Die auch als OECMs bezeichneten Gebiete könnten von indigenen Völkern und lokalen Gemeinschaften verwaltet werden, aber auch historische Schiffswrackreservate sein, heilige Haine oder Ackerland, das mit geringer Intensität auf traditionelle Weise bewirtschaftet wird. Als OECMs ausgewiesene Gebiete erkennen eine Nutzung an, die die Biodiversität erhält, auch wenn der Schutz kein vorrangiges Ziel ist. Derzeit fallen jedoch noch weniger als ein Prozent der Land- und Süßwasserumgebungen der Welt und weniger als 0,1 Prozent der Meeresgebiete unter die Bezeichnung OECM.

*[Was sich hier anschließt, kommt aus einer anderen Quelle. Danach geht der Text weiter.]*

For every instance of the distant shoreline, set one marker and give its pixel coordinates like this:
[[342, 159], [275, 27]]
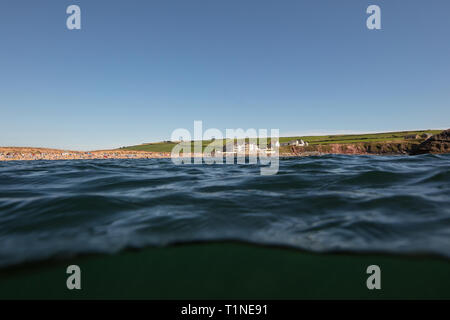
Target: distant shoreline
[[401, 143]]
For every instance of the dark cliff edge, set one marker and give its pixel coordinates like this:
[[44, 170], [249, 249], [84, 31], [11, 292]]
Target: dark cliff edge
[[439, 143]]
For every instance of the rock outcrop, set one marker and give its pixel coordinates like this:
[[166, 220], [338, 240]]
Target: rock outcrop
[[439, 143]]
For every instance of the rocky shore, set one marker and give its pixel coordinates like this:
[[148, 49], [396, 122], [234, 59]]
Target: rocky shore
[[439, 143], [19, 153]]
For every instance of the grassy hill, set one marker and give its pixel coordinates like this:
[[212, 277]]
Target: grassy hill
[[167, 146]]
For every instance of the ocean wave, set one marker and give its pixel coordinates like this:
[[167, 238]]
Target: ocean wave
[[396, 204]]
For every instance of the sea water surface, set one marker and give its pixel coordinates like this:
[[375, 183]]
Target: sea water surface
[[392, 204]]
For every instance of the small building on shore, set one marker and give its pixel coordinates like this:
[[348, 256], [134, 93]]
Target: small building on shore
[[295, 143]]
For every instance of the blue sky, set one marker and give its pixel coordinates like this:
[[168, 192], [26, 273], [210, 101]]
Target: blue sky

Dabei sind sich die Wissenschaftlerinnen sicher, dass OECMs neue Allianzen unter Menschen schmieden können, die sich demselben Interesse verschrieben haben – dem Schutz der Biodiversität. Das können indigene Völker sein, lokale Gemeinschaften oder private Initiativen. „Diese Bündnisse werden entscheidend sein, um Biodiversität aufrecht zu erhalten und um jenes anvisierte globale Ziel zu erreichen, bis 2030 mindestens 30 Prozent des Planeten zu bewahren“, meint Ravaka Ranaivoson, Marine Director der Wildlife Conservation Society Madagascar.